I certainly feel like I have less understanding of the books I’m reading right now. This is not a good thing.
How do you make sure you retain what you learn?
3. On Hybrid Digital and Analog Task Management
If you’re looking for a solution for this, check out this thread in The Productivity Guild. I do a hybrid system, which I wrote about in Analogue Productivity, and showed off in my March planning video.
4. I keep grabbing my phone
Kevin Rose for The New York Times:
For the rest of the week, I became acutely aware of the bizarre phone habits I’d developed. I noticed that I reach for my phone every time I brush my teeth or step outside the front door of my apartment building, and that, for some pathological reason, I always check my email during the three-second window between when I insert my credit card into a chip reader at a store and when the card is accepted.

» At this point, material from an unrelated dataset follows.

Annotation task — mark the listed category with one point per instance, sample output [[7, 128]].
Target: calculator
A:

I keep finding that having my phone in my pocket is a terrible thing. I reach for it in a minute of boredom and I don’t even have social media or email on it. I do check RSS feeds just in case someone has written something excellent.
I’m working to remember to put my phone in my bag loose with the rest of my stuff so that I have to put my bag down and fish it out to do anything with it.
If you’re looking for a good read on cutting screen time then I just finished Digital Minimalism by Cal Newport and very much enjoyed it’s balanced approach to getting away from the pull of the screen. Yes, I’ll be writing more on it in the next while.
5. Jason Snell on iOS Roadblocks
As I wrote earlier this month, I ended up finishing my Six Colors Report Card story on the Mac because I ran into several roadblocks when I tried to finish the project on my iPad.
He has a bunch of minor things that he couldn’t “just do” on an iPad and so…he went back to macOS. I think his last paragraph is telling though.
This is perhaps my final lesson from this process : That I can work around most, if not all, of the roadblocks that iOS places in front of me. It might take an app I’ve never heard about, a feature of an app I rarely use, or hours of hacking together scripts based on code samples found in Google searches, but I can probably make it work. That’s not necessarily an endorsement—in the end it was far easy for me to go back to the Mac, where I’ve assembled all the tools I need to do my job over more than two decades. It’s a reminder that as appealing as working on my iPad is, there are still rough areas that I’m much more comfortable handling on my Mac.
As I read this section it seems a bit like you can’t teach an old dog new tricks. Not that I’m implying Jason can’t learn, but that he has already solved all these issues on his Mac over the decade of working on it and learning to solve them again seems like way too much work.
We all fall into that space in different places. Where we once dug deep into something, we have stopped digging and are happy with whatever we have. Learning has stopped unless forced upon us.